According to your own standards, it would have to be a source or authority about which there was no disagreement, no diversity of interpretations, no division of opinion about what it was revealing. As I have shown before, that cannot be Sacred Tradition...and it cannot be the "authority" of any particular church or church leaders.
Why not? Why couldn't-why
wouldn't-God establish a church-one church-having that authority? And why couldn't its Tradition be one of its sources of revelation? It can't because you
say it can't? Or
prefer that it can't? As already said, the authority, in this case the church-does
not disagree with itself any more than Lutheranism disagrees with Lutheranism. So the only real question on the table remains unanswered, who, or what,
is the authority?
...a claim that is of course untrue.
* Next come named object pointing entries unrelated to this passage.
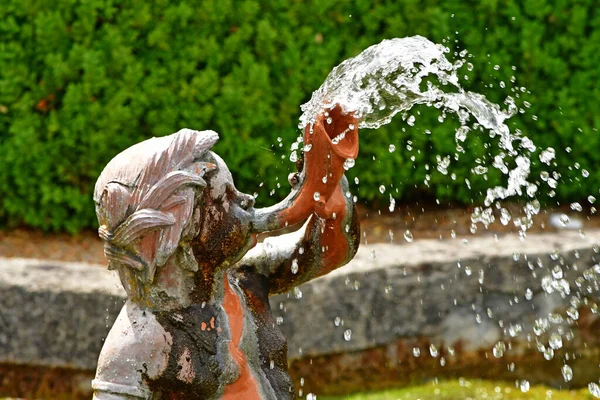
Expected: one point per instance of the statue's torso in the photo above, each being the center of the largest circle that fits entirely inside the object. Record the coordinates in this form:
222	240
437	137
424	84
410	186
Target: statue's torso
199	363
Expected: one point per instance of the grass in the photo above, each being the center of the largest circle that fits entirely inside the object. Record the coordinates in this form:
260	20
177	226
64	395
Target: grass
468	390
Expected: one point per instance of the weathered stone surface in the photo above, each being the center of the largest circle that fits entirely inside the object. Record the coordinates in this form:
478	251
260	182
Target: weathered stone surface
56	314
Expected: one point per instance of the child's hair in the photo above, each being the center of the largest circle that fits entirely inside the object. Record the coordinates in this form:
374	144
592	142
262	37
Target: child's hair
145	199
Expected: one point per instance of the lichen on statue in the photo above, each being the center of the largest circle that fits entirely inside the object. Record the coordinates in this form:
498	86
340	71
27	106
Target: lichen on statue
197	322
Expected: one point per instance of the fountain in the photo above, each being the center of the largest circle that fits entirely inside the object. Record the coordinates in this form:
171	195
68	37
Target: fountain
197	322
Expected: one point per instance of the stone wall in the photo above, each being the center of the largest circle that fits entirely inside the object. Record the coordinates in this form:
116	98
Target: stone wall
453	300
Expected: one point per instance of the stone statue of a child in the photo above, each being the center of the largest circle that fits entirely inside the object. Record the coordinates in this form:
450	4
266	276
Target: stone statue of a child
197	322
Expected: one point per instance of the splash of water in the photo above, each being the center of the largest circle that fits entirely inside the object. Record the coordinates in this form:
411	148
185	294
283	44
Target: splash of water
393	76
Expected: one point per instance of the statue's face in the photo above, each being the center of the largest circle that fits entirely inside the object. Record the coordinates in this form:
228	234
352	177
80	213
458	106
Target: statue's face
226	220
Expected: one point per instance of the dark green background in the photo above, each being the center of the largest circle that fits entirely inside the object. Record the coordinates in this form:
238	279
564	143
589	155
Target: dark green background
82	80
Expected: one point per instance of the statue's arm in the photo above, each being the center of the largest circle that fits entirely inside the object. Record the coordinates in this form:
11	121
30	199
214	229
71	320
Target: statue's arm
320	246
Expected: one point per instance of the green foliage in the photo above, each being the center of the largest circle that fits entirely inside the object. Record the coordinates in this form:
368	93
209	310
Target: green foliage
469	389
82	80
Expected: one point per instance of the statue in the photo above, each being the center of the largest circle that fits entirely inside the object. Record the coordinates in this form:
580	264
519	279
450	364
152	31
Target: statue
197	322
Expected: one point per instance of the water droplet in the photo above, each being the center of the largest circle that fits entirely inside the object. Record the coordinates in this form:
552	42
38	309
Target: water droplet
433	351
567	373
416	352
499	349
576	207
547	155
479	170
555	341
594	389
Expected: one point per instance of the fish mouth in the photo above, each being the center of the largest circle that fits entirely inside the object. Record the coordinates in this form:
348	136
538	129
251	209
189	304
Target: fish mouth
333	139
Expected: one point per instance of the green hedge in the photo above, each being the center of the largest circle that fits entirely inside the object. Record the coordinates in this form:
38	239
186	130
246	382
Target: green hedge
81	80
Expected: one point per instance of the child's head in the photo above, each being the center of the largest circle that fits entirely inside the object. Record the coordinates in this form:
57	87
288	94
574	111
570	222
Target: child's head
166	194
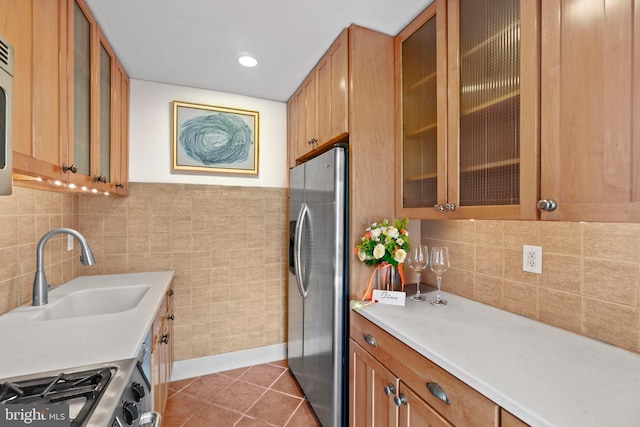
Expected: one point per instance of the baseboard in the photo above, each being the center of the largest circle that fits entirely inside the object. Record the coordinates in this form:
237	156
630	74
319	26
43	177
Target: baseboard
190	368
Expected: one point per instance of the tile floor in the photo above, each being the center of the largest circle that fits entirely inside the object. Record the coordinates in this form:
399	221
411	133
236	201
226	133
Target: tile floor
261	395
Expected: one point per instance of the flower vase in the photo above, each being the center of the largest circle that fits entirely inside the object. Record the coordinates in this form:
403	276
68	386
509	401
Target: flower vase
389	278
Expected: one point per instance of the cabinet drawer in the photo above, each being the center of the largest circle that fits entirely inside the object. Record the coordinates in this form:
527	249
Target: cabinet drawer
456	401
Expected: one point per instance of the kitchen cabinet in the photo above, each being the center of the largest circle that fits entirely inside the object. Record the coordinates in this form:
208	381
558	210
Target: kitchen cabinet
70	93
372	390
121	132
36	29
291	132
379	398
100	98
305	116
425	394
467	138
368	87
590	110
321	101
161	352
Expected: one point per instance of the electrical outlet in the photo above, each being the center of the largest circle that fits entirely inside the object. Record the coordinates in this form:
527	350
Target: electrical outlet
532	259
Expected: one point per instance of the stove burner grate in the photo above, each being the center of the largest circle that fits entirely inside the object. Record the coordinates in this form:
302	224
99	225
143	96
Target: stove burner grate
66	388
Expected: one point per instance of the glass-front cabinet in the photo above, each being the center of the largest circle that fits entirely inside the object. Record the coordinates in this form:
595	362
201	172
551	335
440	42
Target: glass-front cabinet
99	98
468	95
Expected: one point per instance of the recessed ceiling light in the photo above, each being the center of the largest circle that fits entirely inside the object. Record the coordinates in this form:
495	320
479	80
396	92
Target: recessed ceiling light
248	61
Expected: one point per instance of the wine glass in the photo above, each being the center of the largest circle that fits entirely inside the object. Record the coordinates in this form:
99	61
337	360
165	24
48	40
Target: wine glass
439	264
418	260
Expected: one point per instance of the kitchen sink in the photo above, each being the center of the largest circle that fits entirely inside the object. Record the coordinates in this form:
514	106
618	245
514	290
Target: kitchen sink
93	302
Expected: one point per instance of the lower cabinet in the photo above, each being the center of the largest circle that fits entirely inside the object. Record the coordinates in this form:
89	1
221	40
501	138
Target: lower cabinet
413	411
372	390
161	353
393	385
379	398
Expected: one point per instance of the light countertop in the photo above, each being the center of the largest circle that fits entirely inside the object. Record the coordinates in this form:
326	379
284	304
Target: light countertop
544	375
31	346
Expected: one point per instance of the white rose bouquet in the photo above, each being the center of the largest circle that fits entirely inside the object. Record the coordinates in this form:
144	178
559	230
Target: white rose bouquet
384	243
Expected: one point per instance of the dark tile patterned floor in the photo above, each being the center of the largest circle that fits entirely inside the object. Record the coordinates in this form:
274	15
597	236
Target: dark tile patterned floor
261	395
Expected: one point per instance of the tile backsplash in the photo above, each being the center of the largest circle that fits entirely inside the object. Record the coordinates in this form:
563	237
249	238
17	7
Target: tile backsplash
226	244
590	272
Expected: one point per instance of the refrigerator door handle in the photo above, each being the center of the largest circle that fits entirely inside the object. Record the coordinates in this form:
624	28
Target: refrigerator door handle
297	249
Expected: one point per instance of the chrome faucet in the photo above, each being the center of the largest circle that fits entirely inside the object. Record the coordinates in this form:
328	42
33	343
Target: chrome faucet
40	285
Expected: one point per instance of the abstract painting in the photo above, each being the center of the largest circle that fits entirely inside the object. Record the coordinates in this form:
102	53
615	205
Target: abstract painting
215	139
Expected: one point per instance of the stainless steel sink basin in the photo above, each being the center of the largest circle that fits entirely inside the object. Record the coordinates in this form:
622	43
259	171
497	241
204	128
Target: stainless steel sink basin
93	302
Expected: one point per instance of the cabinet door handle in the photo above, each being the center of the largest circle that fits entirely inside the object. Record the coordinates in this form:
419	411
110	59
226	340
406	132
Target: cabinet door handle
370	339
400	400
437	391
72	168
389	389
547	205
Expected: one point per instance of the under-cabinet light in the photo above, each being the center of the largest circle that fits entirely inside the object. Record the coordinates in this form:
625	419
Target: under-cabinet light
248	61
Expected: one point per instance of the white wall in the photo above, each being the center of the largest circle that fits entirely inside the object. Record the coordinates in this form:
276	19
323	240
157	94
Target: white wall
151	126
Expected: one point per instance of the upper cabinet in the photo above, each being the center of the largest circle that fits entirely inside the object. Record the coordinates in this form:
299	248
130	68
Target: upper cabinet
99	94
319	108
70	95
467	82
37	29
590	110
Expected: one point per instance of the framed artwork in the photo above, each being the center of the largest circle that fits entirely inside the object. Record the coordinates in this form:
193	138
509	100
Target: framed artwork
215	139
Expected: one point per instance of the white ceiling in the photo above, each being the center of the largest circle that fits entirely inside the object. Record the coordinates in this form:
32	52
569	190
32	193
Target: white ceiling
196	42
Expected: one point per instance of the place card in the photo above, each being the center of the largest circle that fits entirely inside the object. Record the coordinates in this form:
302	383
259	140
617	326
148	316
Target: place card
380	296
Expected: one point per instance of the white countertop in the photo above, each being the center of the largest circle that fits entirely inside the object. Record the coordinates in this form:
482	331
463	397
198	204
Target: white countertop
30	346
544	375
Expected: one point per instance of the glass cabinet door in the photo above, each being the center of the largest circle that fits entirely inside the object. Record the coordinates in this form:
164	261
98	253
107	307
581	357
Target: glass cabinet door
81	91
487	120
422	93
105	114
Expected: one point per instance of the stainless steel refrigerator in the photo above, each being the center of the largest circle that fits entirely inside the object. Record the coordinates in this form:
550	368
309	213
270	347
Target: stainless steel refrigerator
318	282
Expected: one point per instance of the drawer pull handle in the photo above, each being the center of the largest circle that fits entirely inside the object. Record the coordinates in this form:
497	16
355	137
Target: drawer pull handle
400	400
437	391
389	389
370	340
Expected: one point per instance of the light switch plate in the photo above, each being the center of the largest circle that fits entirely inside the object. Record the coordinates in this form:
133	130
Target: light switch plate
532	259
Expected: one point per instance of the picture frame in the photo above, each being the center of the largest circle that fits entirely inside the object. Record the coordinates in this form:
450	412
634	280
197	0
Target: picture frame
215	139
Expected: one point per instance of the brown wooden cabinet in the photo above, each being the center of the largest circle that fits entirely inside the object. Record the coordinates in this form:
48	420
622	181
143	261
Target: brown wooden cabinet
467	106
321	102
425	393
70	94
591	110
372	390
98	100
36	29
368	88
161	352
305	139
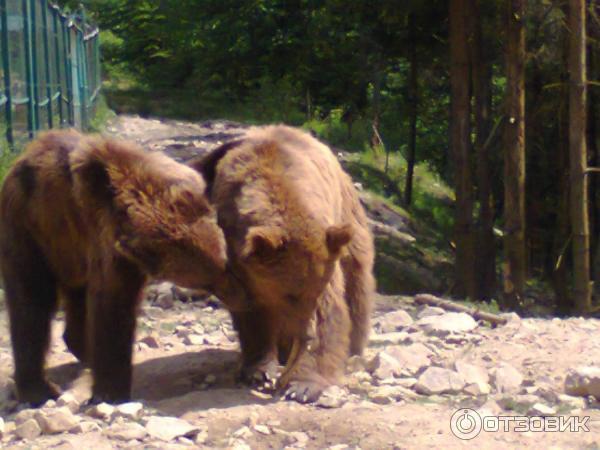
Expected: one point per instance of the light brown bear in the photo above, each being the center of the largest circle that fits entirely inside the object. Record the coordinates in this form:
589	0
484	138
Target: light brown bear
298	239
91	219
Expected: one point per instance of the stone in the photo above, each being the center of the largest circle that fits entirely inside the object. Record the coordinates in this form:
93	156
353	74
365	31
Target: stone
151	341
102	411
447	323
243	432
193	339
24	415
130	410
262	429
394	321
428	311
437	380
539	409
384	395
398	337
168	428
507	379
298	438
583	381
28	430
571	401
412	358
68	400
126	431
476	378
87	426
385	366
56	420
332	397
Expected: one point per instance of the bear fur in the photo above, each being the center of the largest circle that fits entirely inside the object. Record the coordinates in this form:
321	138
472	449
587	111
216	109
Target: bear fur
298	239
89	220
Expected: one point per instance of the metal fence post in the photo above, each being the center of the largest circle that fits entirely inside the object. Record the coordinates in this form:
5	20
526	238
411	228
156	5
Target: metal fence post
44	7
57	64
31	126
6	70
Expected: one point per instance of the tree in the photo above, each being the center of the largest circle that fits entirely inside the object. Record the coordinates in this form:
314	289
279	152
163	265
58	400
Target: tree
578	157
460	143
514	157
482	80
413	103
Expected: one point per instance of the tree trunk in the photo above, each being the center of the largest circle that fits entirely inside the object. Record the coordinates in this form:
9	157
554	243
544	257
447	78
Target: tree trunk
413	101
514	158
578	157
461	148
482	76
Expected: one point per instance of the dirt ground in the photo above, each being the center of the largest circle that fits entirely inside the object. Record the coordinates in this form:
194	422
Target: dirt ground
186	355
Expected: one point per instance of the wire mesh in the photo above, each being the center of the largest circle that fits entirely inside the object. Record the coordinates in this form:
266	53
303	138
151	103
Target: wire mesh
49	69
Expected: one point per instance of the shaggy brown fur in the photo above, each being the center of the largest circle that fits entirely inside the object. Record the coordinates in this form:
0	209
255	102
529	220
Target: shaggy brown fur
297	236
90	219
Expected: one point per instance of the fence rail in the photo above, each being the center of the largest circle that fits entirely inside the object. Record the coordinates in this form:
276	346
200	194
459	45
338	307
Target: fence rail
49	66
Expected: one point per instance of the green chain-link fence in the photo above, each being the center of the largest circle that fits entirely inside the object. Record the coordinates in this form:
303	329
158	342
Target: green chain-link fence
50	67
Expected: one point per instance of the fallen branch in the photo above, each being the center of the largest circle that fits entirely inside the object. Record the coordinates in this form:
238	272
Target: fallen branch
448	305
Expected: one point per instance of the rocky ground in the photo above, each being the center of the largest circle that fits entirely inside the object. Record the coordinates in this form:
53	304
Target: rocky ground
423	364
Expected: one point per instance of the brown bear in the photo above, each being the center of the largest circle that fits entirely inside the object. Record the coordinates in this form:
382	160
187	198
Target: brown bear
298	239
89	220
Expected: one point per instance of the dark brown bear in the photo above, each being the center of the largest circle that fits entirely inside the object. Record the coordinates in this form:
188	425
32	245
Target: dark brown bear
90	220
297	236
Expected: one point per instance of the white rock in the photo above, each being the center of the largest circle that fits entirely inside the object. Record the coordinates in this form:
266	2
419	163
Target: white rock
68	400
447	323
56	420
507	379
385	366
573	402
437	380
539	409
168	428
28	430
130	410
243	432
384	395
394	321
102	411
126	431
428	311
583	381
24	415
332	397
151	341
411	358
262	429
397	337
193	339
476	378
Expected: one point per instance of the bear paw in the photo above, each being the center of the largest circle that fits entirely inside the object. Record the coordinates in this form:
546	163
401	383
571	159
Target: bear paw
262	375
304	391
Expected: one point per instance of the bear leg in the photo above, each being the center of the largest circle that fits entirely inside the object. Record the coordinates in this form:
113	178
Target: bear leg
30	288
258	340
75	314
113	300
357	266
324	361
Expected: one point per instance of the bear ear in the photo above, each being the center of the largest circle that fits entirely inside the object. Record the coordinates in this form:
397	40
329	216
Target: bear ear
262	242
338	236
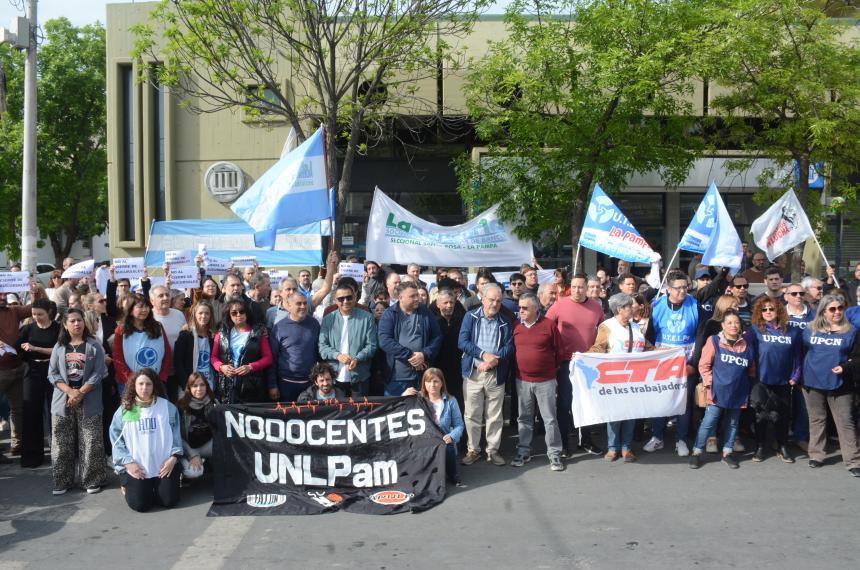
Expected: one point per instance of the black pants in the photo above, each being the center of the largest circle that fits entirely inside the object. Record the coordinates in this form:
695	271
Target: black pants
36	390
142	494
779	419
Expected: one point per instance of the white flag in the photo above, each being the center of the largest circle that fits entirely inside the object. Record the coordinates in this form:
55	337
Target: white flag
724	249
781	227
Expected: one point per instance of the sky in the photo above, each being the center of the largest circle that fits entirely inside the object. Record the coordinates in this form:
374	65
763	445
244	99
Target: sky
81	12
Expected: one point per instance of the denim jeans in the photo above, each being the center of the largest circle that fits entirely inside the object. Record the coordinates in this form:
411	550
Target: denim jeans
800	418
682	427
542	394
619	432
709	427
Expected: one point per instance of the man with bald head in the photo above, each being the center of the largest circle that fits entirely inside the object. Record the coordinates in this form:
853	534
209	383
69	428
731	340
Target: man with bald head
294	349
486	339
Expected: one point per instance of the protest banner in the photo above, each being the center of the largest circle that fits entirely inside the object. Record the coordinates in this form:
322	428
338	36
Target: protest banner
379	456
244	260
14	281
354	270
396	235
216	266
628	386
229	238
607	230
185	276
128	267
179	257
80	269
276	276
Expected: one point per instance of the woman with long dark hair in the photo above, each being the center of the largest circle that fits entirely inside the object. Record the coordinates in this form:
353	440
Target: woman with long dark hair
36	343
240	356
727	366
147	444
830	363
76	370
140	342
778	349
193	349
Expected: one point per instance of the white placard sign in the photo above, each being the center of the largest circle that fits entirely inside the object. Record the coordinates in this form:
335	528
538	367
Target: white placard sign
78	270
354	270
216	266
14	281
184	277
128	267
179	257
244	260
276	276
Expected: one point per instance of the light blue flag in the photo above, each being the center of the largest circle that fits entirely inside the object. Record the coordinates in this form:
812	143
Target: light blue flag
607	230
701	228
725	249
292	193
234	238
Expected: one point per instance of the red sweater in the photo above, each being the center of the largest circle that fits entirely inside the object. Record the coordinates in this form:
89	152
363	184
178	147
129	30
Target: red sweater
538	350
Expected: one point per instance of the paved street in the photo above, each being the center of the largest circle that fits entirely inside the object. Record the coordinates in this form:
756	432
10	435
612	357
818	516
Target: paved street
656	513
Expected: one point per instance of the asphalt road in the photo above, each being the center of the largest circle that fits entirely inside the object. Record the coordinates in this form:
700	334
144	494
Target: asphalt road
655	513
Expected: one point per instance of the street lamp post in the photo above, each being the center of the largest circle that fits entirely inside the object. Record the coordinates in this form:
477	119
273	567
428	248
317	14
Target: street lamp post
29	230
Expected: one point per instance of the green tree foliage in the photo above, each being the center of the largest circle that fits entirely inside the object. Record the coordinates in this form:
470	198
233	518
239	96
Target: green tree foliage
344	64
581	92
71	133
794	65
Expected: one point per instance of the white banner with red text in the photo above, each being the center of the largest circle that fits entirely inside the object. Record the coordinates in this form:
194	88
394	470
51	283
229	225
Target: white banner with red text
615	387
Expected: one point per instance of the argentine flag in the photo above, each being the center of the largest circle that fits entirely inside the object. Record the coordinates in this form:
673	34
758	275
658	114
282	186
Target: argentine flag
292	193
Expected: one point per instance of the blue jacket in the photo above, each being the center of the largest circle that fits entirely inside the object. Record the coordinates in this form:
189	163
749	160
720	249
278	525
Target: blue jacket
294	349
466	343
450	420
389	333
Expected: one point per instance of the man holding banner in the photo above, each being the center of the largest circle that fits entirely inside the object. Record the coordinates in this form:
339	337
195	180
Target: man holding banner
674	320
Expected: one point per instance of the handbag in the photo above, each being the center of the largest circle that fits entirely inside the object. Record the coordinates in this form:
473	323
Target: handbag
701	395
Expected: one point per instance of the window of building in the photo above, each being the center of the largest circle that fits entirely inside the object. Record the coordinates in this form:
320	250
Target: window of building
127	85
159	183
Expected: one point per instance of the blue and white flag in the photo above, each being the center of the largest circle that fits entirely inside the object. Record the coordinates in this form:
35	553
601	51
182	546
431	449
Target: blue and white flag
724	249
292	193
701	228
224	239
607	230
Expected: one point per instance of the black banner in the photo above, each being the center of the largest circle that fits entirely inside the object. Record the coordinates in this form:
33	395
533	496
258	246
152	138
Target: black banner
380	456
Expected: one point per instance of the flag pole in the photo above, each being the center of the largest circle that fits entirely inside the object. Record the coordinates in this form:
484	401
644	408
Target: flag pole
826	263
668	268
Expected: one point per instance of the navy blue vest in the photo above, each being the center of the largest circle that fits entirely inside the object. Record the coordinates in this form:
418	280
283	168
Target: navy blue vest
775	354
730	385
824	351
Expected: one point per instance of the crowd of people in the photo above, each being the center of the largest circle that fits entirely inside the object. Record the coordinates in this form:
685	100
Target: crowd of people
128	378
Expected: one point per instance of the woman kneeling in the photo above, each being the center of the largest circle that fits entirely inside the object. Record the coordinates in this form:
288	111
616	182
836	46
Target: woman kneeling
147	443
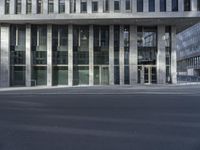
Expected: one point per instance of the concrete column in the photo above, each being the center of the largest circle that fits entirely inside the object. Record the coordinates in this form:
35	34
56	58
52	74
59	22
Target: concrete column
49	55
157	5
23	7
12	7
133	56
5	56
70	55
146	5
56	5
122	6
134	6
194	5
161	56
45	7
111	55
173	55
78	6
2	5
100	3
121	55
28	55
34	7
169	5
91	55
180	6
67	7
89	6
111	6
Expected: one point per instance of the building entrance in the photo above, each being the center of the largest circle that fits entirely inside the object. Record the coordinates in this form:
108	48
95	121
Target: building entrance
147	74
101	75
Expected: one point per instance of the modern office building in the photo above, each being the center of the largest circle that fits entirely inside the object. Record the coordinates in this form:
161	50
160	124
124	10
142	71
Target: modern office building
188	51
91	42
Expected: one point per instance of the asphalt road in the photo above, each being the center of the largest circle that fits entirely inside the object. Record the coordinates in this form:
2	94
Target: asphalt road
156	119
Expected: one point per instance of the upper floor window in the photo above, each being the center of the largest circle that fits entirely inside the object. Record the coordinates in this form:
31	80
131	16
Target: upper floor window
50	6
61	6
7	6
187	5
198	5
106	5
83	6
94	6
117	5
162	5
39	6
18	6
128	5
140	5
174	5
151	5
28	6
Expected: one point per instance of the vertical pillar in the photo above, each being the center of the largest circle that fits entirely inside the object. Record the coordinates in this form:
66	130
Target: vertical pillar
157	5
169	5
122	6
45	7
133	57
56	6
146	5
70	55
111	6
111	55
5	56
28	55
49	55
2	5
173	55
161	56
91	55
12	7
67	6
23	7
34	6
100	9
180	5
78	6
121	55
194	5
89	6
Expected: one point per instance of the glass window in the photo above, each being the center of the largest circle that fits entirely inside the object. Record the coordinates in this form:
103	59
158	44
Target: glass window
151	5
198	5
28	6
61	6
128	5
106	5
18	6
187	5
50	6
174	5
7	6
162	5
139	5
94	6
39	6
83	6
116	5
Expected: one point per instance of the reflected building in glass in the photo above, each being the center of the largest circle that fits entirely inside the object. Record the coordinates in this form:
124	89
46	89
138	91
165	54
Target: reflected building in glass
91	42
188	51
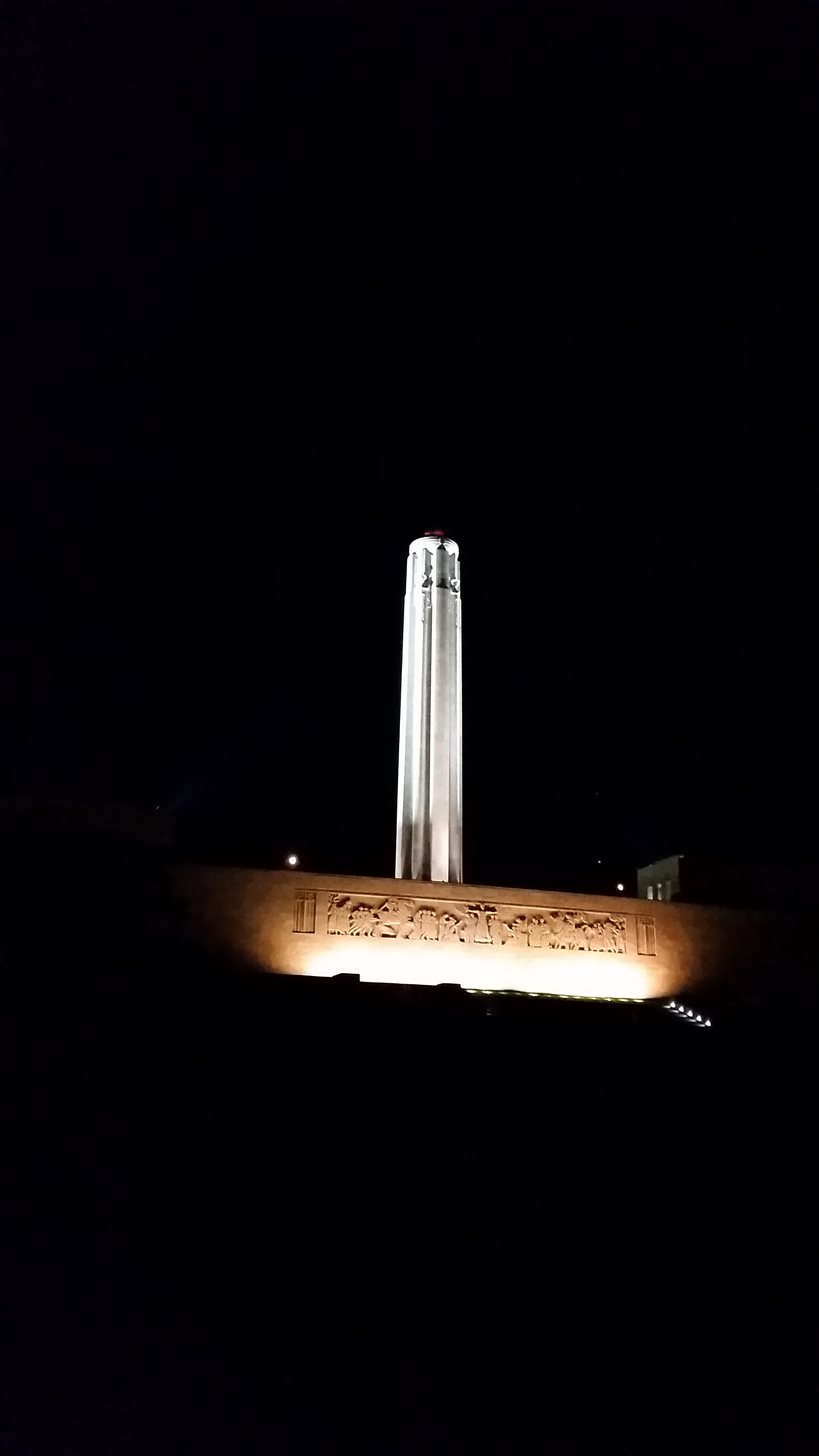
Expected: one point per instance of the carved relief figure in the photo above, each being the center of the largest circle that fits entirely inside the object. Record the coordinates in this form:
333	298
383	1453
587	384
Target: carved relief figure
397	918
428	924
448	928
537	927
481	915
519	931
364	921
388	919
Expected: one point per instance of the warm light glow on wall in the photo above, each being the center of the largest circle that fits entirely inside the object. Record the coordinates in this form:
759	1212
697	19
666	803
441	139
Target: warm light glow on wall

Anyone with even a passing knowledge of church history knows that it is false.
Anyone taking an honest look at history knows that they both observed the Lord's Day as their main day of rest and worship, that they practiced infant baptism, that they believed in baptismal regeneration, that they believed in the Real Presence-both understanding John chap 6 in the same way- that their liturgies together with the language used for consecration of the the host are virtually identical, that they both believe in the priesthood and the continuous succession of it being passed on sacramentally by the laying on of hands, both recognize seven sacraments, both teach theosis/deification of man and a salvation that is worked out over time by human cooperation with grace/energies, both believe in Sacred Tradition by whatever name as a source of revelation-that list goes on and on and Sola Scriptura adherents either contest some of them outright, or disagree among themselves over them.
Truth is not arrived at by democratic vote. The Church simply proclaims the truth that she received at the beginning-and anyone can contest it based on whatever grounds or other authority they might appeal to. But the question is never about whether or not human
agreement causes the truth to be definitively known, but about who has the right and the divine guidance to properly discern the truth in its fullness. Disagreement on Scriptural interpretation-or on the interpretation of whatever source of revelation is recognized- only points to the fact that a
designated interpreter is a necessity-and that the doctrine of Sola Scriptura proves itself to be unworkable.
If
everyone disagreed with the tenets promulgated by Lutheranism, that in no way would prove Lutheranism to be wrong. But the same cannot be said about Scripture because at the end of the day Scripture is strictly a source of divine revelation which must be understood first of all. IOW, with varying interpretations, all often plausible, which is the right one? If any?